On January 20, 2005, a restitution hearing was finally held. By this time, Terrence had been released from DJJ, was no longer on parole for his 2004 adjudication, and was incarcerated as an adult.  Prior to the restitution hearing, Terrence argued the family court lacked jurisdiction to order restitution because he was no longer on probation.  The family court initially disagreed, held the restitution hearing, and ordered Terrence to pay $1,184.62 in restitution.[2] Terrence simultaneously filed a notice of appeal and made a motion for reconsideration, reiterating his argument regarding jurisdiction.  Ultimately, the family court agreed, finding that because Terrence was no longer on probation, it did not have jurisdiction to order restitution.  This appeal followed.

LAW/ANALYSIS

Both parties agree there is no statutory authority for the family court to impose restitution except as a condition of probation.  See S.C. Code Ann. § 20-7-7805(A)(3) (Supp. 2005) (“[T]he court may impose monetary restitution . . . as a condition of probation.”).  However, the State argues Terrence’s 2002 probationary sentence for an “indefinite period” had not terminated at the time of the restitution hearing.  We agree.

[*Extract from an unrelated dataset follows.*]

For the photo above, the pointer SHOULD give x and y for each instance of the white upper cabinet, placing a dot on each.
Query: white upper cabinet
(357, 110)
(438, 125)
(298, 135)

The family court has the authority to place a child on probation for a period of time not to exceed the child’s eighteenth birthday. S.C. Code Ann. § 20-7-7805(A)(3) (Supp. 2005). “A child placed on probation by the court remains under the authority of the court only until the expiration of the specified term of the child’s probation.”  Id.  

In 2002, Terrence was placed on probation for an indefinite period. Two years after being placed on probation, Terrence was committed to DJJ on new charges.  Although we recognize the practical difficulty Terrence’s probation officer would have had supervising Terrence during his commitment, we cannot ignore the lack of a family court order revoking Terrence’s probation.  Because Terrence’s probation was never revoked and Terrence has not yet attained the age of eighteen, the language of section 20-7-7805(A)(3) constrains us to find his sentence of indefinite probation continued even after being committed to DJJ.   Thus, the family court had jurisdiction to order restitution on January 20, 2005.  Accordingly, the order of the family court rescinding its previous order of restitution is reversed.  In fairness to Terrence, who never had the opportunity to appeal from the family court’s initial order setting the amount of restitution, we decline to reinstate that order and instead remand this case for a de novo restitution hearing.

REVERSED and REMANDED.

ANDERSON and KITTREDGE, JJ., concur.


[1] Restitution was sought because of damage to the stolen car.

[2] After ordering restitution, there was some confusion regarding which agency would be responsible for monitoring the case.  A representative from DJJ stated that Terrence’s probation ended once he was committed, and since then, his parole had ended from the crime for which he was committed.  According to the representative, DJJ had no jurisdiction over Terrence because he was no longer on probation or parole.  To circumvent that problem, the court ordered the solicitor’s office to track Terrence’s restitution payments, and in the event Terrence failed to pay, the solicitor’s office could file a contempt of court charge.